The museum celebrated its 50th anniversary in 2021! Over the course of history, the buildings have been gradually built up since the 1960s. However, the museum development plan has changed over the years. While the initial goal was to save the buildings - dismantling them on site and storing them in the grounds - today careful consideration is given to which type of building fits into the museum concept and then a targeted search is made for the missing buildings.

The techniques and materials used to rebuild the buildings have also changed. For the wood restorers in the carpentry and joinery trades, there were not only success stories during the museum’s history, but also dead ends. In the early construction phase of the museum, the restorers used modern aerated concrete blocks (Ytong) for the infills of the compartments, as this aerated concrete block was easy to work with. Modern lime sandstones and lattice bricks (high-hole bricks) were also used for the masonry of the compartments. Today, only historically authentic materials (brick and lime mortar or clay bricks) are used for the infills - if not even the original is completely preserved, as in the case of whole part translocation.

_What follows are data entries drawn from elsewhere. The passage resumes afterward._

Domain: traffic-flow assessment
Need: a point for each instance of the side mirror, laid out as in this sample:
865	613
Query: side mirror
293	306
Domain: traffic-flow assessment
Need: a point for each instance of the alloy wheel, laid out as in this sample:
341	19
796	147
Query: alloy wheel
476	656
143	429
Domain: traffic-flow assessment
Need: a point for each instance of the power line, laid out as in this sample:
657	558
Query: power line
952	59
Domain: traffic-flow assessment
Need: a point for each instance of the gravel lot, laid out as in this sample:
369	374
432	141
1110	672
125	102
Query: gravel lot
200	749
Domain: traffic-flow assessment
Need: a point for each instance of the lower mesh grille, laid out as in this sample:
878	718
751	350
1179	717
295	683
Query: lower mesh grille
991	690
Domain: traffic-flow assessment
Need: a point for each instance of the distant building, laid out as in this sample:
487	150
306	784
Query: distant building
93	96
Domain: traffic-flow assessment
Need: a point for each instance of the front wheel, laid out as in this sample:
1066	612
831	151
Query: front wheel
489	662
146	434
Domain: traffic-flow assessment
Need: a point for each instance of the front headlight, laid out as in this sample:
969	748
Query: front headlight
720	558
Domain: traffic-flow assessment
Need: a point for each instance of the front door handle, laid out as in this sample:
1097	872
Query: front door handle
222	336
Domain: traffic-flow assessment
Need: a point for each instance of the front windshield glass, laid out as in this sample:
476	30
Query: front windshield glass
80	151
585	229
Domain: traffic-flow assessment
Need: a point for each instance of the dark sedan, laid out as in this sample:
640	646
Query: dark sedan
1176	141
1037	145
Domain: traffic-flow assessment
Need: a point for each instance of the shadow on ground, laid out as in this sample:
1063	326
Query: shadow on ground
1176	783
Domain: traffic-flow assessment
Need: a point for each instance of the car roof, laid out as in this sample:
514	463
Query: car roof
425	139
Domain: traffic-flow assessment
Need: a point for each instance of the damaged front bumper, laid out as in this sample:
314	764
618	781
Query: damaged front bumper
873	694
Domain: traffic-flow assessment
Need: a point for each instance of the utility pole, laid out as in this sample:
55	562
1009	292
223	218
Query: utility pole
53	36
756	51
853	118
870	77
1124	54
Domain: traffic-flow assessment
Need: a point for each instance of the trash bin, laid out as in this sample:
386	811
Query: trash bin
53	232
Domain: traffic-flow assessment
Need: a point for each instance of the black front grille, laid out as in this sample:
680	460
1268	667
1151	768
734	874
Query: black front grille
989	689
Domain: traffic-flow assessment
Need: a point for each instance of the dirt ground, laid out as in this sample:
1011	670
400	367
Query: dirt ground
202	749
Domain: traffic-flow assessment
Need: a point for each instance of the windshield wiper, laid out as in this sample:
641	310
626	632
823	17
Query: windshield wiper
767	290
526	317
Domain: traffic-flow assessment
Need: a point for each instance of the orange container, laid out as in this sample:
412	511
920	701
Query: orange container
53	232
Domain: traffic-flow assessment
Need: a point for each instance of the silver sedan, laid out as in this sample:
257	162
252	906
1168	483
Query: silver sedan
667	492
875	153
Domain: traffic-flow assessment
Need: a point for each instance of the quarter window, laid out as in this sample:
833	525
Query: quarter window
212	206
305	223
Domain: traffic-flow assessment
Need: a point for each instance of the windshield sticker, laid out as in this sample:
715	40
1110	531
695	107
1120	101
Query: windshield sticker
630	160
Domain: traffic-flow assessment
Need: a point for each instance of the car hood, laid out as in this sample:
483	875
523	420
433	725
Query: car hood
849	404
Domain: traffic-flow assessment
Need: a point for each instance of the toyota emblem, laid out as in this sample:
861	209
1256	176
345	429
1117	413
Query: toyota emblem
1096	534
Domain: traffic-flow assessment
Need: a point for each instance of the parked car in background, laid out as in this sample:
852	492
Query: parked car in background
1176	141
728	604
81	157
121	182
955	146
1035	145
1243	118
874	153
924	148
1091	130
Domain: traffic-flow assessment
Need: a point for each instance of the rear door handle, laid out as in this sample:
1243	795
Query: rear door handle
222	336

Restoration in the changing of time

Today, principles of constructive wood protection are applied to all woodworking. The restorers in carpentry also pay attention to using chemical-free and purely structural measures during the restoration of windows and doors, which should protect the wood from moisture or lead to faster drying. This includes special profile shapes or the introduction of bevels, incoming water can drain better to the outside through sloping joints. Against rising moisture, tar paper or sealing sludge was introduced between the threshold and the brick base. Today, it is more common to introduce this barrier below the first two base layers.

During the construction or restoration of half-timbered woods, damaged areas often have to be replaced. In doing so, the restorers proceed as gently as possible with the substance. Smaller cracks or gaps are filled with linseed oil-bound wood crack paste with fillers such as wood chips. Larger damages are repaired with corresponding fitting pieces of wood. In the course of a beam, the restorers cut out the pieces in a trapezoidal shape so that they do not fall out.

Since the 1970s, silicone joints between infills and construction timbers have often been used in half-timbered buildings. The use promised to prevent water from penetrating. However, over time it turned out that despite the silicone joint, water got into the space in between, but could not drain again - this is how serious moisture damage occurred in the first place. The material did not keep what it had promised. Today, the infills are plastered flush with the wood again.